A Hunger. Petra White. John Leonard Press.
Reviewed by Michael Byrne
Petra White was born in Adelaide in 1975. She now lives in Melbourne. Her books of poetry are: The Incoming Tide (2007), The Simplified World (2010), A Hunger (2014), Reading for a Quiet Morning (2017) and Cities (2021). With The Simplified World, she shared the 2010 Grace Leven prize. She also holds a Master’s degree in Public Policy and Management. She has also worked in this field. She has written about this work in her poem ‘The Sound of Work’ which features in A Hunger. In the sixth extrapolation of ‘The Sound of Work’, White refers to a certain type of worker that she works with:
There are those who have been here thirty years, always
at the same level, their jobs changing only with the government,
technology and so on, always working smilingly or whingeingly.
Some say they have no ambition; I say
they are the survivors, eclipsing redundancies,
performance management, boredom,
thirty years of train rides out to the suburbs,
their semi-god children outgrowing them,
plastered all over their pods like purpose.
White has an awareness of what is going on around her. In addition to her affection for the workers, White also has affection for something else in A Hunger. She is depressed and is somewhat soothed by the flowers of a plant (‘Magnolia Tree’):
I have moved my bed
to see it where it blooms,
on every twig the white flowers open.
White cleverly says something about her with this gesture, the faith she puts in the flowers. White is also clever in other ways (‘The Ecstasy’):
He is square in his suit again, the same man
in the same package, striding into the present,
meaning whatever a man can mean, a billion
years of male shoulders, male hair, male eyes,
shaking all that off, being only himself,
secure in the tight shell of his otherness,
glinting outwards and inwards,
his hand smooth as a long hill, his kindness
pocketed everywhere, let loose like singing coins,
his love, such as I know it, there in every breath,
light as a word on his lips, heavy as his body
on mine, love, about the size and shape of a man,
an embrace like the potter’s hands around
the spinning clay, spinning and spinning.
White deftly combines her affection for her lover with unconditional love for men in general.
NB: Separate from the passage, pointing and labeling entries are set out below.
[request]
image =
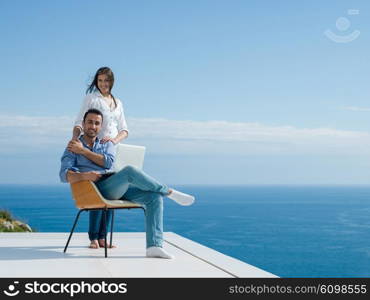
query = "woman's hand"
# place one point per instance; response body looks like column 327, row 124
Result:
column 107, row 139
column 75, row 147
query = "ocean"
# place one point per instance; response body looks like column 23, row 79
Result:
column 290, row 231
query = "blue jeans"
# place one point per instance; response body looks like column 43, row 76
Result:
column 134, row 185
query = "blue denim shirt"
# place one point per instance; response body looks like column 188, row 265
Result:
column 79, row 163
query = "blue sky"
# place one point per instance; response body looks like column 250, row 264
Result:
column 220, row 92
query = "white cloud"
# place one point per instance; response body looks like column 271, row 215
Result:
column 164, row 136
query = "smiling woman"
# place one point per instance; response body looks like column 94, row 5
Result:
column 113, row 129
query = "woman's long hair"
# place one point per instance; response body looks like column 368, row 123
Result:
column 94, row 84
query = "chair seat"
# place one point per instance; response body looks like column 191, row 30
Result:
column 87, row 195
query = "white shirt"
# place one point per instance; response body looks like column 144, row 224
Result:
column 113, row 120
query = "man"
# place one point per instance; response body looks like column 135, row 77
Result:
column 88, row 159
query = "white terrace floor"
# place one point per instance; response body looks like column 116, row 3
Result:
column 41, row 255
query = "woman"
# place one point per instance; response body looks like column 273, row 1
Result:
column 99, row 96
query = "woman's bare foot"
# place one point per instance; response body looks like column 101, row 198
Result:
column 102, row 244
column 94, row 244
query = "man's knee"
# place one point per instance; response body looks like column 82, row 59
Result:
column 130, row 169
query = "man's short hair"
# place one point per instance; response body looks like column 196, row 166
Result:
column 93, row 111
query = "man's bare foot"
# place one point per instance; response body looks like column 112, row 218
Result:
column 102, row 244
column 180, row 198
column 94, row 244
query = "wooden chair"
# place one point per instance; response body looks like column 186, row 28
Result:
column 87, row 196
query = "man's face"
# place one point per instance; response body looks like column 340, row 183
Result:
column 92, row 125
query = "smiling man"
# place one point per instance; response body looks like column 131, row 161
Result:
column 89, row 159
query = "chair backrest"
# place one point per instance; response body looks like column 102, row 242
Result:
column 129, row 155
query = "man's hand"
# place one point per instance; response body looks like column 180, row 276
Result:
column 107, row 139
column 75, row 147
column 73, row 177
column 93, row 176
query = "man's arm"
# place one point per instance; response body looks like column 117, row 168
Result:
column 103, row 160
column 73, row 177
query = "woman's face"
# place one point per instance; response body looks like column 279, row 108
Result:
column 103, row 84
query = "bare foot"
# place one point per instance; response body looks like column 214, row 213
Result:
column 102, row 244
column 94, row 244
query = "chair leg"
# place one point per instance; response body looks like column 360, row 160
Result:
column 105, row 221
column 111, row 229
column 73, row 228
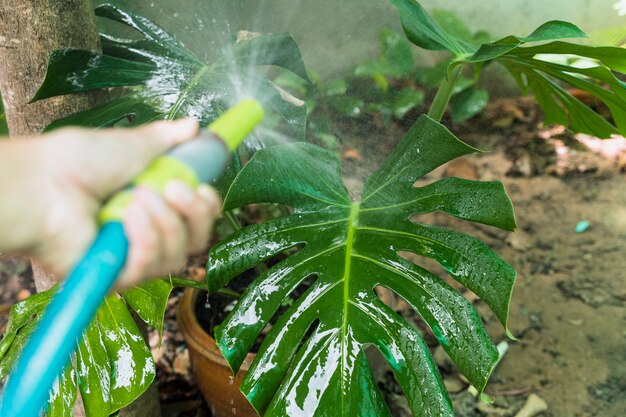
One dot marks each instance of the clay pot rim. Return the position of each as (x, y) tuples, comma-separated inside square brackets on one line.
[(196, 337)]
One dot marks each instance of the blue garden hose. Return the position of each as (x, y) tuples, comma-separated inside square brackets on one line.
[(73, 307)]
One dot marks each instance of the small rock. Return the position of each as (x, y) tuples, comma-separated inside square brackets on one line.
[(519, 241), (534, 405), (352, 154)]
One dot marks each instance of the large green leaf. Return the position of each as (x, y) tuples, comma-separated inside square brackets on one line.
[(165, 80), (312, 362), (533, 73), (113, 364)]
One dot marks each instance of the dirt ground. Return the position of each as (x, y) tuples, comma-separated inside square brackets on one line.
[(568, 309)]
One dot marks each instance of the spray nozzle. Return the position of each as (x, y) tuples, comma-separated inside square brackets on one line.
[(237, 123)]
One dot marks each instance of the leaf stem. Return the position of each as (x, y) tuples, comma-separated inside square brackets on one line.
[(442, 98), (200, 285)]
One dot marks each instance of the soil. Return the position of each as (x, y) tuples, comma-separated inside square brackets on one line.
[(568, 309)]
The poem also has technical nous. While ‘The Ecstasy’ is a serious poem, ‘Feral Cow’ utilises humour:
She tap-dances on the edge of the road,
entirely her own beast.
White’s usage of the word ‘beast’ is funny and nifty. ‘The Joyousness of Men’ is not humorous but captures White in a good mood:
When we run together I am natively
content as a dog running beside its person.
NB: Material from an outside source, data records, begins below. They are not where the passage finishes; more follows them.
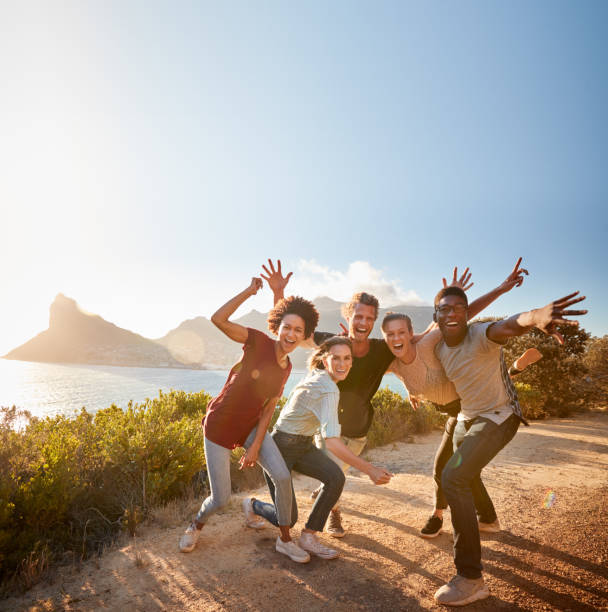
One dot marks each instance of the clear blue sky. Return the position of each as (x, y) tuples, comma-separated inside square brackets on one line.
[(153, 154)]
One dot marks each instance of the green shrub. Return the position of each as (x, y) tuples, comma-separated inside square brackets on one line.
[(532, 401), (395, 419)]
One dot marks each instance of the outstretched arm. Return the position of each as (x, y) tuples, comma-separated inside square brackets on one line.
[(377, 475), (234, 331), (515, 279), (250, 458), (546, 319), (275, 279)]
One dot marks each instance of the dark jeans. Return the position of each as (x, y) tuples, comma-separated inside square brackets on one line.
[(300, 454), (476, 443), (483, 503)]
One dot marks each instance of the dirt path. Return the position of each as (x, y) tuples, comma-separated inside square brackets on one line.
[(551, 555)]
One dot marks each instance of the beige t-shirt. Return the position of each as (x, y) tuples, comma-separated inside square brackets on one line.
[(477, 369), (425, 377)]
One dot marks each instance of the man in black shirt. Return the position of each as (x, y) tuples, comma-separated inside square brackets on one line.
[(371, 358)]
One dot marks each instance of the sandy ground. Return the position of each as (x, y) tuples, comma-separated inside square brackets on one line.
[(549, 485)]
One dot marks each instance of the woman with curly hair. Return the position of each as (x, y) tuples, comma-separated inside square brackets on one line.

Gladly I step out into the fresh wind
with my endless legs and swinging arms,
my dog-like pant. He running beside me
is a ball of light in his yellow jacket.
The river runs backward beside us, crinkling
and brown in the dimming air. And on the other side
somebody has a fire going. Our house
is far behind us, we are running
into the night. He sprints in great joy, he splashes
around in his soul like a duck. He waves me forward
as I slip behind. His joy, he throws to me willingly.
Love is running as if nothing can stop it,
to a grave at the end of its own possible time.
It runs and runs and says let’s run again.
In the lines seven, eight and nine White displays a touch of the imagist (a necessity if a poet wants to create a sense of atmosphere). In ‘A Boy’, White also uses imagery:
There was something he had to remember,
cycling to the shops for his mother in the morning sun.
Milk, bread, what else? The main road licked his tyres,
a bus tossed itself past like a morning paper.
His future stretched out lazy as a cat, the day at school,
that vague distant afternoon tea adulthood must be.
His brothers and sisters at home were fighting, waiting for him
to calm them with shouts of his own, his mother
was watering the garden, haloed as a spider plant in her own
mysterious silence. The scene went on forever,
nobody changed, nobody grew up.
He squinted in the sun as it bellied up into his eyes,
he felt free, and thought only vaguely
of the milk, the bread, and not at all of the car that would come,
and the driver who’d say, all she saw was light.
The similes in lines four as well as five have a deliberate feel about them and aptly evoke a certain domesticity. White also has the imagination to conceptualise.
White gives each poem the treatment it deserves. White can be funny or serious. In some poems she has a sense of fun. There is an innocence about some of her poems, also. Her love poems give pleasure for the reader, who lives through her vicariously. Her depressive poems are poignant. Sometimes she breaks out of her comfort zone and conceptualises well. She has a unique voice and has originality. She is also a quite accomplished poet, and a pleasure to read.